- Deloitte confirms PIA’s no-log claims, with servers running on RAM-only system for maximum privacy.
- Independent audit verifies PIA’s infrastructure is not vulnerable to third-party exploitation, ensuring online activity remains private.
- PIA offers full transparency with open-source apps and regular third-party audits, proving its commitment to data protection.
PIA got purchased by Kape Technologies a couple years ago. With their track record, you can choose to believe the report issued by consultants they paid, or you can just go to companies with better track records, like Mozilla VPN or Mullvad.
Seems like an easy choice to me.
I mean, Mozilla VPN is Mullvad, so yeah. You can trust Mullvad.
Does Mullvad let you use a custom DNS?
Yeah as soon as I saw Delloite I knew it was shit.
I understand the sentiment about the inherent conflict of interest with paying someone to audit your software, but it’s highly unlikely that anyone is going to do that work for free. I’d want some evidence before taking your comment for anything other than opinion/bias. I don’t use any of these products so whatever the reality is doesn’t affect me, it just seems like nuance is too easily lost.
What’s wrong with PIA’s track record?
I used Nord VPN after a lot of research when I initially started using them years ago. What have you heard about them?
Personally I don’t trust companies who aggressively advertise like they do, but that’s not a real reason grounded in evidence. It just tends to be correct. I recommend Mullvad.
They advertise aggressively because running a VPN is ridiculously profitable. I do agree with your apprehensive feeling, but at the same time their advertisements do make sense.
Right,but their YouTube ads also contain a bunch of misleading statements and outright lies about streaming services, privacy and military grade encryption.

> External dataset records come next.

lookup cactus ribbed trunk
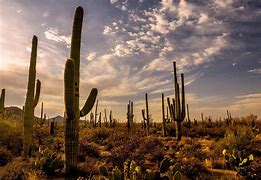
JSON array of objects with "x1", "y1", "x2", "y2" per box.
[
  {"x1": 162, "y1": 93, "x2": 166, "y2": 137},
  {"x1": 64, "y1": 6, "x2": 98, "y2": 175},
  {"x1": 167, "y1": 62, "x2": 185, "y2": 141},
  {"x1": 23, "y1": 36, "x2": 41, "y2": 157},
  {"x1": 145, "y1": 93, "x2": 150, "y2": 135},
  {"x1": 0, "y1": 89, "x2": 5, "y2": 113},
  {"x1": 187, "y1": 104, "x2": 191, "y2": 128}
]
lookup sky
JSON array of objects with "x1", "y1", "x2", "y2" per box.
[{"x1": 0, "y1": 0, "x2": 261, "y2": 122}]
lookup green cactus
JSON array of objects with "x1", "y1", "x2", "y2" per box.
[
  {"x1": 0, "y1": 89, "x2": 5, "y2": 114},
  {"x1": 167, "y1": 62, "x2": 185, "y2": 141},
  {"x1": 64, "y1": 6, "x2": 98, "y2": 174},
  {"x1": 50, "y1": 119, "x2": 55, "y2": 136},
  {"x1": 94, "y1": 99, "x2": 98, "y2": 127},
  {"x1": 109, "y1": 110, "x2": 113, "y2": 127},
  {"x1": 162, "y1": 93, "x2": 166, "y2": 137},
  {"x1": 99, "y1": 165, "x2": 123, "y2": 180},
  {"x1": 36, "y1": 102, "x2": 45, "y2": 126},
  {"x1": 186, "y1": 104, "x2": 191, "y2": 129},
  {"x1": 23, "y1": 35, "x2": 41, "y2": 157},
  {"x1": 142, "y1": 93, "x2": 150, "y2": 135},
  {"x1": 127, "y1": 100, "x2": 134, "y2": 134}
]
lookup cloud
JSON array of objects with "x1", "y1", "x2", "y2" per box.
[
  {"x1": 110, "y1": 0, "x2": 118, "y2": 4},
  {"x1": 44, "y1": 28, "x2": 71, "y2": 47},
  {"x1": 248, "y1": 68, "x2": 261, "y2": 74},
  {"x1": 86, "y1": 52, "x2": 97, "y2": 61}
]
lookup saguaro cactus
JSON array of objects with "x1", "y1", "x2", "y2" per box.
[
  {"x1": 186, "y1": 104, "x2": 191, "y2": 128},
  {"x1": 23, "y1": 35, "x2": 41, "y2": 157},
  {"x1": 162, "y1": 93, "x2": 166, "y2": 137},
  {"x1": 94, "y1": 100, "x2": 98, "y2": 127},
  {"x1": 109, "y1": 110, "x2": 113, "y2": 127},
  {"x1": 142, "y1": 93, "x2": 150, "y2": 135},
  {"x1": 127, "y1": 100, "x2": 134, "y2": 134},
  {"x1": 64, "y1": 6, "x2": 98, "y2": 174},
  {"x1": 167, "y1": 62, "x2": 185, "y2": 141},
  {"x1": 0, "y1": 89, "x2": 5, "y2": 113}
]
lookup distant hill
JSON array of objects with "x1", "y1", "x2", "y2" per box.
[
  {"x1": 49, "y1": 115, "x2": 64, "y2": 124},
  {"x1": 2, "y1": 106, "x2": 22, "y2": 120}
]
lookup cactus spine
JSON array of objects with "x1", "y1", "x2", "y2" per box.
[
  {"x1": 23, "y1": 35, "x2": 41, "y2": 157},
  {"x1": 64, "y1": 6, "x2": 98, "y2": 174},
  {"x1": 0, "y1": 89, "x2": 5, "y2": 114},
  {"x1": 167, "y1": 62, "x2": 185, "y2": 141}
]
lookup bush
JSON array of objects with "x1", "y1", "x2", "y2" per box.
[
  {"x1": 224, "y1": 127, "x2": 254, "y2": 153},
  {"x1": 0, "y1": 161, "x2": 29, "y2": 180},
  {"x1": 79, "y1": 142, "x2": 100, "y2": 161},
  {"x1": 0, "y1": 147, "x2": 12, "y2": 166},
  {"x1": 86, "y1": 128, "x2": 112, "y2": 146}
]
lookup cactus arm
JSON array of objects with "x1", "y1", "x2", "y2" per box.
[
  {"x1": 33, "y1": 79, "x2": 41, "y2": 108},
  {"x1": 64, "y1": 59, "x2": 75, "y2": 119},
  {"x1": 141, "y1": 109, "x2": 146, "y2": 120},
  {"x1": 80, "y1": 88, "x2": 98, "y2": 117}
]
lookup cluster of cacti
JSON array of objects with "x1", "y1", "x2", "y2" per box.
[
  {"x1": 64, "y1": 6, "x2": 98, "y2": 174},
  {"x1": 99, "y1": 158, "x2": 181, "y2": 180},
  {"x1": 141, "y1": 93, "x2": 150, "y2": 135},
  {"x1": 0, "y1": 89, "x2": 5, "y2": 114},
  {"x1": 226, "y1": 110, "x2": 232, "y2": 125},
  {"x1": 145, "y1": 158, "x2": 181, "y2": 180},
  {"x1": 167, "y1": 62, "x2": 185, "y2": 141},
  {"x1": 99, "y1": 165, "x2": 123, "y2": 180},
  {"x1": 223, "y1": 149, "x2": 255, "y2": 178},
  {"x1": 34, "y1": 148, "x2": 64, "y2": 176},
  {"x1": 23, "y1": 35, "x2": 41, "y2": 157},
  {"x1": 127, "y1": 100, "x2": 134, "y2": 134}
]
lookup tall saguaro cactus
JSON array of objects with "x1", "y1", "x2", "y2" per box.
[
  {"x1": 162, "y1": 93, "x2": 166, "y2": 137},
  {"x1": 64, "y1": 6, "x2": 98, "y2": 175},
  {"x1": 0, "y1": 89, "x2": 5, "y2": 113},
  {"x1": 127, "y1": 100, "x2": 134, "y2": 134},
  {"x1": 142, "y1": 93, "x2": 150, "y2": 135},
  {"x1": 167, "y1": 62, "x2": 185, "y2": 141},
  {"x1": 23, "y1": 36, "x2": 41, "y2": 157}
]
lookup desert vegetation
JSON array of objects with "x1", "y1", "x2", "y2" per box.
[{"x1": 0, "y1": 6, "x2": 260, "y2": 180}]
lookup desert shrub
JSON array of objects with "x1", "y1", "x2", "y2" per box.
[
  {"x1": 134, "y1": 137, "x2": 164, "y2": 164},
  {"x1": 34, "y1": 148, "x2": 64, "y2": 176},
  {"x1": 0, "y1": 161, "x2": 30, "y2": 180},
  {"x1": 79, "y1": 142, "x2": 100, "y2": 161},
  {"x1": 0, "y1": 121, "x2": 23, "y2": 156},
  {"x1": 0, "y1": 147, "x2": 12, "y2": 166},
  {"x1": 86, "y1": 128, "x2": 112, "y2": 146},
  {"x1": 108, "y1": 133, "x2": 140, "y2": 167},
  {"x1": 223, "y1": 127, "x2": 254, "y2": 153},
  {"x1": 180, "y1": 157, "x2": 208, "y2": 179}
]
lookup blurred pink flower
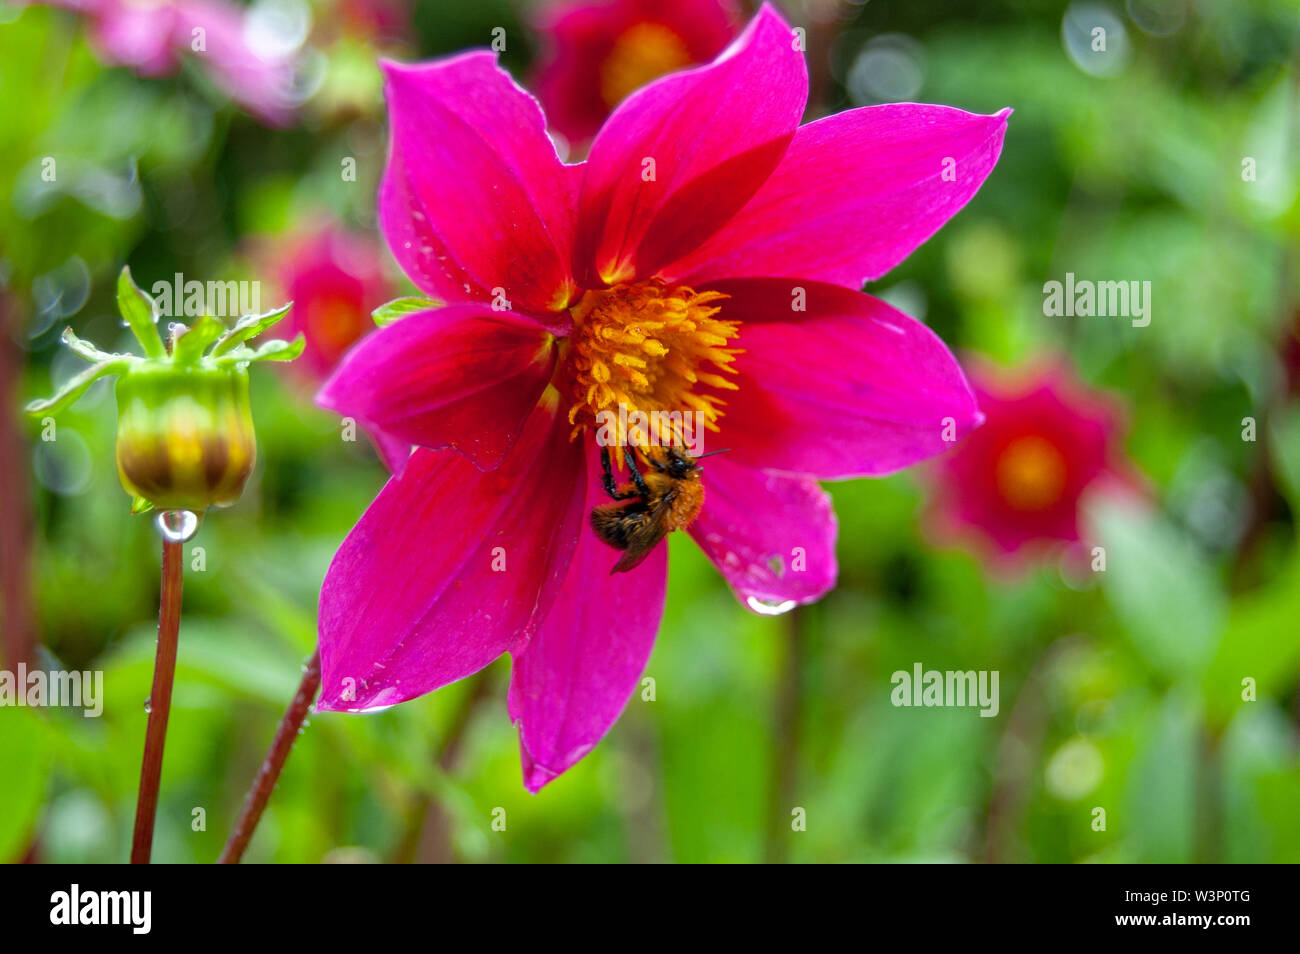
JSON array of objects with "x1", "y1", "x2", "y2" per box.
[
  {"x1": 263, "y1": 223, "x2": 407, "y2": 470},
  {"x1": 925, "y1": 358, "x2": 1136, "y2": 569},
  {"x1": 38, "y1": 0, "x2": 302, "y2": 125},
  {"x1": 273, "y1": 225, "x2": 393, "y2": 384},
  {"x1": 316, "y1": 5, "x2": 1009, "y2": 790},
  {"x1": 530, "y1": 0, "x2": 739, "y2": 148}
]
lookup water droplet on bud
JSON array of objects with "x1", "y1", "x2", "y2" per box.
[{"x1": 156, "y1": 509, "x2": 201, "y2": 543}]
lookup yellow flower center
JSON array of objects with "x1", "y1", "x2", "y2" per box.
[
  {"x1": 599, "y1": 23, "x2": 693, "y2": 109},
  {"x1": 995, "y1": 435, "x2": 1068, "y2": 511},
  {"x1": 565, "y1": 281, "x2": 739, "y2": 448}
]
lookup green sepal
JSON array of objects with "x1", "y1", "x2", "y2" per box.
[
  {"x1": 211, "y1": 303, "x2": 293, "y2": 356},
  {"x1": 116, "y1": 267, "x2": 166, "y2": 359},
  {"x1": 61, "y1": 327, "x2": 123, "y2": 364},
  {"x1": 172, "y1": 315, "x2": 225, "y2": 365},
  {"x1": 372, "y1": 297, "x2": 440, "y2": 328},
  {"x1": 213, "y1": 333, "x2": 305, "y2": 366},
  {"x1": 25, "y1": 359, "x2": 129, "y2": 416},
  {"x1": 130, "y1": 495, "x2": 155, "y2": 515}
]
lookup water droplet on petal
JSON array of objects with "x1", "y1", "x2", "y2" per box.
[{"x1": 745, "y1": 596, "x2": 798, "y2": 616}]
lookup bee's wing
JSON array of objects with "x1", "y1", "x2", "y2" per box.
[{"x1": 609, "y1": 491, "x2": 677, "y2": 574}]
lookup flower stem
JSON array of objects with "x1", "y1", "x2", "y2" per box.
[
  {"x1": 130, "y1": 536, "x2": 184, "y2": 864},
  {"x1": 218, "y1": 649, "x2": 321, "y2": 864},
  {"x1": 0, "y1": 290, "x2": 36, "y2": 672}
]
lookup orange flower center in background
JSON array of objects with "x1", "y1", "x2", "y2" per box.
[
  {"x1": 565, "y1": 281, "x2": 739, "y2": 448},
  {"x1": 995, "y1": 435, "x2": 1069, "y2": 511},
  {"x1": 309, "y1": 295, "x2": 365, "y2": 362},
  {"x1": 599, "y1": 23, "x2": 693, "y2": 109}
]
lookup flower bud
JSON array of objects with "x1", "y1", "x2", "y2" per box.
[
  {"x1": 26, "y1": 266, "x2": 301, "y2": 515},
  {"x1": 114, "y1": 364, "x2": 257, "y2": 512}
]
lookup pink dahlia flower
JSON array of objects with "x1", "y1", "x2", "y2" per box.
[
  {"x1": 530, "y1": 0, "x2": 739, "y2": 148},
  {"x1": 317, "y1": 5, "x2": 1009, "y2": 790},
  {"x1": 36, "y1": 0, "x2": 302, "y2": 125},
  {"x1": 924, "y1": 358, "x2": 1135, "y2": 568}
]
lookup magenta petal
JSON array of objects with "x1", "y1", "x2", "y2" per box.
[
  {"x1": 317, "y1": 305, "x2": 556, "y2": 471},
  {"x1": 367, "y1": 426, "x2": 412, "y2": 475},
  {"x1": 379, "y1": 54, "x2": 580, "y2": 316},
  {"x1": 574, "y1": 4, "x2": 807, "y2": 285},
  {"x1": 668, "y1": 104, "x2": 1010, "y2": 288},
  {"x1": 709, "y1": 279, "x2": 981, "y2": 479},
  {"x1": 507, "y1": 446, "x2": 668, "y2": 792},
  {"x1": 690, "y1": 456, "x2": 836, "y2": 609},
  {"x1": 316, "y1": 400, "x2": 586, "y2": 712}
]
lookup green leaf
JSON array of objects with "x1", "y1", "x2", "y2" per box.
[
  {"x1": 1269, "y1": 406, "x2": 1300, "y2": 512},
  {"x1": 60, "y1": 327, "x2": 119, "y2": 364},
  {"x1": 372, "y1": 297, "x2": 439, "y2": 327},
  {"x1": 171, "y1": 315, "x2": 225, "y2": 365},
  {"x1": 0, "y1": 708, "x2": 52, "y2": 862},
  {"x1": 1089, "y1": 496, "x2": 1225, "y2": 681},
  {"x1": 214, "y1": 334, "x2": 304, "y2": 365},
  {"x1": 1126, "y1": 689, "x2": 1199, "y2": 863},
  {"x1": 1203, "y1": 551, "x2": 1300, "y2": 727},
  {"x1": 130, "y1": 495, "x2": 154, "y2": 515},
  {"x1": 116, "y1": 266, "x2": 165, "y2": 359},
  {"x1": 210, "y1": 303, "x2": 293, "y2": 356},
  {"x1": 25, "y1": 358, "x2": 128, "y2": 415}
]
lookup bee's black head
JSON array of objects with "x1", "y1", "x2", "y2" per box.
[
  {"x1": 661, "y1": 445, "x2": 699, "y2": 478},
  {"x1": 659, "y1": 445, "x2": 729, "y2": 477}
]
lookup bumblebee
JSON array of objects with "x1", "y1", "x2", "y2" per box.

They didn’t aggressively advertise when I first started using them like 6 years ago. I have yet to see evidence of their no-log policy being broken but it’s hard to trust most companies these days.
I feel like 6 years ago was the height of their marketing. Literally every podcast I listened to had them as a sponsor and maybe half of the YouTube sponsorships were Nord.
It is because of them most people probably now know what a VPN is, but I feel like their marketing budget is a hundred fold smaller than it used to be.
To counter some of the other comments, them being based in Panama is a huge plus imo, if you’re inclined to do things deemed illegal by local authorities. They have no incentive to comply with government issued search warrants or the like. Most western country-based companies are legally obligated to comply with those requests, or even store information for a number of years. With quantum-based decryption there’s no saying how long even encrypted data will be safe.
That was my rational too when I initially did my research.
I loved mullvad but they removed port forwarding and now I don’t know where to go sadly.